How To Encourage More House Extensions

The single biggest thing holding back house extensions isn't the planning system.

It seems that many people believe planning permission is extremely hard to get and that it is the single biggest obstacle to construction. In response, the collation government in Westminster are floating the idea of increasing the size of house extension a homeowner can build without the need to apply for Planning Permission. This legislation wont affect my clients, as I practice Architecture in Scotland and we are subject to planning laws passed in Holyrood not Westminster. However, this is yet another example of too much emphasis being placed on the planning process. If the purpose of this law is to encourage construction of house extensions, then planning isn't the issue. View Planning Approvals in a larger mapTake a look at my own record for example. I publish an interactive Google map, showing the details of every successful planning application I have made. All are domestic alterations or extensions and to date I made 45 approved applications. Two of those were refused initially and were granted after a second application; one in Fife the other in Perthshire. Of all the applications I have made, only one was an outright loss, it doesn't appear on the map but this is a link to the application and the appeal. Over four years and across seven councils, I have managed a first time success rate of 95%. If the government want to boost construction of house extensions, changing or removing planning permission isn't the problem.



The problem is VAT.


I have written previously about VAT in the construction industry and since then things have not improved. Essentially if you want to build a brand new house, you will pay no VAT. But if you wish to alter or extend an existing house, you will pay VAT at the full rate. For most homeowners, this is an enormous hurdle to clear. I publish a guide to the minimum cost of typical house extensions on my website. Before VAT is added, one can expect to pay between £50,000 and £100,000 for a reasonable extension to a suburban family home. As VAT is 20% at present, this will add £10k to £20k to that bill, which is an enormous sum. While this reality might stop many people in their tracks, it will encourage others to look to the grey economy and pay cash to avoid VAT entirely. Both these outcomes are bad for the economy in general and the construction industry in particular. It either stops development dead or promotes cowboy builder who deliver terrible service and steal work from honest construction firms. 

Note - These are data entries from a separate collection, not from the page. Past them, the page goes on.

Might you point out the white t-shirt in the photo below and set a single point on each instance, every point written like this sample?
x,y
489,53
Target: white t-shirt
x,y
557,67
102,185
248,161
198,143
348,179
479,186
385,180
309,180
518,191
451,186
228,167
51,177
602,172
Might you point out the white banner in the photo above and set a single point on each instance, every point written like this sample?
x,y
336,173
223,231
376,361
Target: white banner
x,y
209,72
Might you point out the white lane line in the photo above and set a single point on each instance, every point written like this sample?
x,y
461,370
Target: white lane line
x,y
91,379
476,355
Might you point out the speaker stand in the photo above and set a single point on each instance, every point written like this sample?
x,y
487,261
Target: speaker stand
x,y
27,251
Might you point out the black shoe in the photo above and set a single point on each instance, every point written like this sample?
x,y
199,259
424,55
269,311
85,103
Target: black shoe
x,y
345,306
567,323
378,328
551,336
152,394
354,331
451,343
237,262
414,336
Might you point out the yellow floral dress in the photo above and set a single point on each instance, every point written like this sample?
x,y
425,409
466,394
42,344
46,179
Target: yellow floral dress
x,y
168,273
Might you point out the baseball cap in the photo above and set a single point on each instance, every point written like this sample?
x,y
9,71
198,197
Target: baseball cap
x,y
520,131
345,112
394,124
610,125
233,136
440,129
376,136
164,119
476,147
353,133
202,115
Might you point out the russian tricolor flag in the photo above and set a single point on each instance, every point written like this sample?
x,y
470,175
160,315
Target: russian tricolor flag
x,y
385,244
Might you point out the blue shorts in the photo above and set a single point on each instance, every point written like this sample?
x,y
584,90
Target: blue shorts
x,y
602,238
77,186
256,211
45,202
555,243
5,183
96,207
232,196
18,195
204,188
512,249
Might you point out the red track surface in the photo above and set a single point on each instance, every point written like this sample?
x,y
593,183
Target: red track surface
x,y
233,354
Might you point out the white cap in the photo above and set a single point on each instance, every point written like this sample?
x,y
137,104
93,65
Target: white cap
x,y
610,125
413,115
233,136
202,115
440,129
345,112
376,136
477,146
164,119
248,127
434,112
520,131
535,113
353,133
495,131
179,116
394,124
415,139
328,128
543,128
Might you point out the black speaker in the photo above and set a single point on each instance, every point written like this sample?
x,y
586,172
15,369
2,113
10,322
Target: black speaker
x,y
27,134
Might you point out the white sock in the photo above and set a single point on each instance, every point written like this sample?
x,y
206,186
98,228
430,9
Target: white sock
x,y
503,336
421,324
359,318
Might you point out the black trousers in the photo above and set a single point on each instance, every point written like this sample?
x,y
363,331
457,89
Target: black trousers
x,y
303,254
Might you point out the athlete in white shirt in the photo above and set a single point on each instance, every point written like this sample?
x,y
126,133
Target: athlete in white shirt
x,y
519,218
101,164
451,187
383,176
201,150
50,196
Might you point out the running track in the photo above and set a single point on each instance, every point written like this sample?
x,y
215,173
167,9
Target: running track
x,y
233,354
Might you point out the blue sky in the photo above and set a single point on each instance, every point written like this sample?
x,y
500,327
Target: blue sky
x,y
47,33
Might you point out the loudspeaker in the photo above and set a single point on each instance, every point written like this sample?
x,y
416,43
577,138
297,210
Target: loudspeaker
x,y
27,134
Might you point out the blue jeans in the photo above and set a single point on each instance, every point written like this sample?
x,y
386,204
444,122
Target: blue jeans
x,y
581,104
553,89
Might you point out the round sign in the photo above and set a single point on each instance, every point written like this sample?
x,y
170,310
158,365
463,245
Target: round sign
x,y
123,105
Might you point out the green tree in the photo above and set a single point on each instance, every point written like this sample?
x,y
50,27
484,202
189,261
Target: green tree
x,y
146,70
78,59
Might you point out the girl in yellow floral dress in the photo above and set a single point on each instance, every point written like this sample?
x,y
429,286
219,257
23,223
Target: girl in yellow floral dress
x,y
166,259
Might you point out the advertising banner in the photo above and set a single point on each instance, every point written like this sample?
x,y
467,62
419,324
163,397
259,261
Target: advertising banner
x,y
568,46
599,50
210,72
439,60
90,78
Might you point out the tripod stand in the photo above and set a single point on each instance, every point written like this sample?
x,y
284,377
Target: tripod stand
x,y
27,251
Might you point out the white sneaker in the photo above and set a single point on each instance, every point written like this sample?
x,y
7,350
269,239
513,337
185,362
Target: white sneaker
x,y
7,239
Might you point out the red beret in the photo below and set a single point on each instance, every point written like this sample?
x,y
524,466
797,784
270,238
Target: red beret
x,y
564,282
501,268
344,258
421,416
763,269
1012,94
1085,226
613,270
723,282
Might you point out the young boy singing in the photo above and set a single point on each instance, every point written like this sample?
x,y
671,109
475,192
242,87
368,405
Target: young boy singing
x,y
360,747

Encouraging more house extensions will have other benefits as well; 


It will allow families to stay in the communities where they have put down roots, rather than moving to somewhere different to buy a bigger house and start over again. It will take pressure off the housing market. By making better use of the houses we already have, we reduce demand for new homes.  It will enhance the construction industry, because properly run, VAT registered firms tend to invest in training and equipping their tradesmen. Cowboys do not.If the government are serious about encouraging construction they should scrap or significantly reduce VAT on house extensions. And since Westminster controls taxation for the entire UK, this will have a positive impact on my clients immediately.